The reasoning of these cases is all the more cogent since the adoption of the Tariff Act of 1922, as paragraph C, section 401 of that act (Comp. St. Ann. Supp. 1923, § 5841d), defines merchandise as including merchandise, the importation of which is prohibited, and, of course, the provisions of the act as to invoicing and inspection apply to intoxicating liquor, although for beverage purposes. We see no reason to depart from the doctrine announced by these cases.

It is impossible to fathom the minds of the jury when passing on a complicated indictment, and that the verdict may appear inconsistent in acquitting the defendants on one count, while convicting them on another, does not necessarily strike the verdict with nullity for that reason alone. On this point the Supreme Court, in the case of Morgan v. Devine, 237 U. S. 632, 35 S. Ct. 712, 59 L. Ed. 1153, had to consider a conviction under two counts of an indictment. One count charged the defendant with breaking and entering a building used as a post office with intent to commit larceny therein, and another count charged him, on the same date and at the same place, with stealing and taking away certain property and money of the United States from the same post office. In considering the question of double jeopardy the court said:

"The test is not whether the criminal intent is one and the same and inspiring the whole transaction, but whether separate acts have been committed with the requisite criminal intent and are such as are made punishable by the act of Congress.

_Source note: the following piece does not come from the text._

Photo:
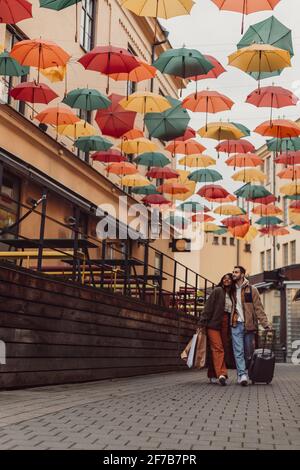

This court has settled that the test of identity of offenses is whether the same evidence is required to sustain them; if not, then the fact that both charges relate to and grow out of one transaction does not make a single offense where two are defined by the statutes."

Applying that test to this case, it is apparent that the same evidence would not sustain both counts. Evidence of mere possession and transportation of intoxicating liquor with guilty knowledge and intent would sustain the fifth count, but in addition to that, to sustain the fourth count, it would be necessary to show that the liquor was imported, that the defendant knew it to be imported, and that he concealed it. It is also quite evident that the one offense is not necessarily included in the other, as would be the case when a person is charged with possession of distilling apparatus and with unlawfully manufacturing liquor at the same time and place.

It is unnecessary to consider in detail the three special charges refused by the court, which refusal is assigned as error. One was in effect a motion to direct a verdict for defendants. One dealt principally with the question of reasonable doubt arising on the evidence, and the other related to the weight to be given circumstantial evidence. The court charged the jury fully and carefully on the law of the case, and the special charges requested, so far as they were applicable, were covered by the charge of the court.

We find no error in the proceedings of the District Court. The judgment is affirmed.